A pre-existing policy addresses this matter, affirming that if the City Council approves the display of the PRIDE flag or any other flag designated as a ‘commemorative flag,’ the flag  is recognized as an official form of government speech, which is permitted. For instance, if the City Council authorizes the display of the PRIDE flag, the display can be no longer than 30 days.

The U.S. Declaration of Independence states: “We hold these truths to be self-evident, that all men are created equal.” However, for some people, equality is not so evident, particularly when concerning who we love. 

During my tenure as a public servant, which has included serving the people of Downey as their Mayor and Councilmember, and now as their Assemblywoman, my goal always has been to ensure that all constituents are treated with respect and dignity. I believe that the current policy champions equality and inclusivity, mirroring the diverse community of Downey and extending a warm welcome to the LGBTQ+ community.
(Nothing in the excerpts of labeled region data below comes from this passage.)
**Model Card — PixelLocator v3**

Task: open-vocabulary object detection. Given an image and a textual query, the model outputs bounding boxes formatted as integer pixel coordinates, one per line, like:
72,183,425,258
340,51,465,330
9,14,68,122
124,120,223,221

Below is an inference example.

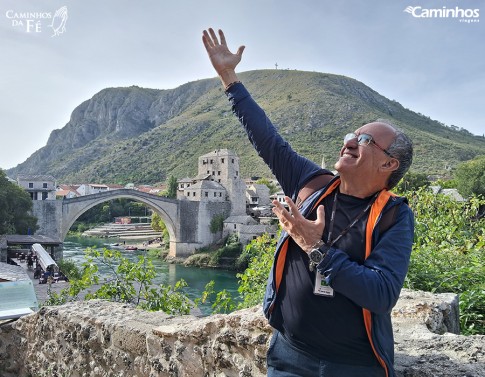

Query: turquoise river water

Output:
63,237,239,315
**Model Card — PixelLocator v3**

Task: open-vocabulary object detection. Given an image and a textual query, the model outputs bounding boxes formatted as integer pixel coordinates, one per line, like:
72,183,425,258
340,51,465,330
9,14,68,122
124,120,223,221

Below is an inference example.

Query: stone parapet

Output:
0,291,485,377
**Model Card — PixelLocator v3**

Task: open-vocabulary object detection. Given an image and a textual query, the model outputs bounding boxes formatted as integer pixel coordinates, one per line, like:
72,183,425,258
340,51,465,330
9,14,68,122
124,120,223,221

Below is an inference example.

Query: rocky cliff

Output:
7,70,485,184
0,290,485,377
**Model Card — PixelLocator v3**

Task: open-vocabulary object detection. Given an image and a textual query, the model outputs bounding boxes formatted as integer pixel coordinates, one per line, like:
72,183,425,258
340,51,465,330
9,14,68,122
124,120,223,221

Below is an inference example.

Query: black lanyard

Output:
327,190,379,247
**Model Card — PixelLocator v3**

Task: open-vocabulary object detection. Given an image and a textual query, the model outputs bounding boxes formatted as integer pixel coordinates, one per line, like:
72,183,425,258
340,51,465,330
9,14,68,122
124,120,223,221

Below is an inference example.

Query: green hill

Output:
7,70,485,184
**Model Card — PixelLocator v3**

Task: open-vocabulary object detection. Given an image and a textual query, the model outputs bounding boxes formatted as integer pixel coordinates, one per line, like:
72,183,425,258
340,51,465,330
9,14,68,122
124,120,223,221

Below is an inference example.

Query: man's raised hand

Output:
202,28,244,87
Thank you,  Assemblywoman Blanca Pacheco”

On Wednesday in a statement after Tuesday’s vote, Assemblymember Pacheco told the Blade:

“As someone who has always believed in the importance of inclusion and representation, it’s disheartening to see the Downey City Council adopt a neutral flag policy. When I served as mayor pro tem, we took a step forward in recognizing and celebrating the diversity of our community by flying the pride flag. While I respect differing opinions, I believe that embracing diversity strengthens our community and fosters a sense of belonging for all residents. I remain committed to promoting equality and acceptance in Downey and elsewhere.”

The results of Tuesday’s vote. (LA Blade graphic)

In a heated rebuke of the mayor’s remarks saying that the vote to ban the Pride flag was an attack on LGBTQ+ Downey residents, Councilmember Fromenta disagreed strongly saying that this was an issue of not showing favoritism or political endorsement of a group of people versus maintaining a neutral and appropriate acknowledgment of the nation, the state and city’s unity based on the whole of the city’s residents.

The Los Angeles County LGBTQ+ Elected Officials (LACLEO) association, in response to the City Council of Downey’s vote to ban the LGBTQ+ Pride flag, expressed its “profound disappointment,” in the decision.

LACLEO President and Los Angeles County Assessor Jeff Prang told the Blade in a statement: “This is a flag that symbolizes hope, freedom and unity. As an association representing over 50 LGBTQ+ elected officials, we are deeply disappointed but also incredibly surprised. Downey hosted the first pride celebration of any city in southeast Los Angeles County, flying the Pride flag proudly.”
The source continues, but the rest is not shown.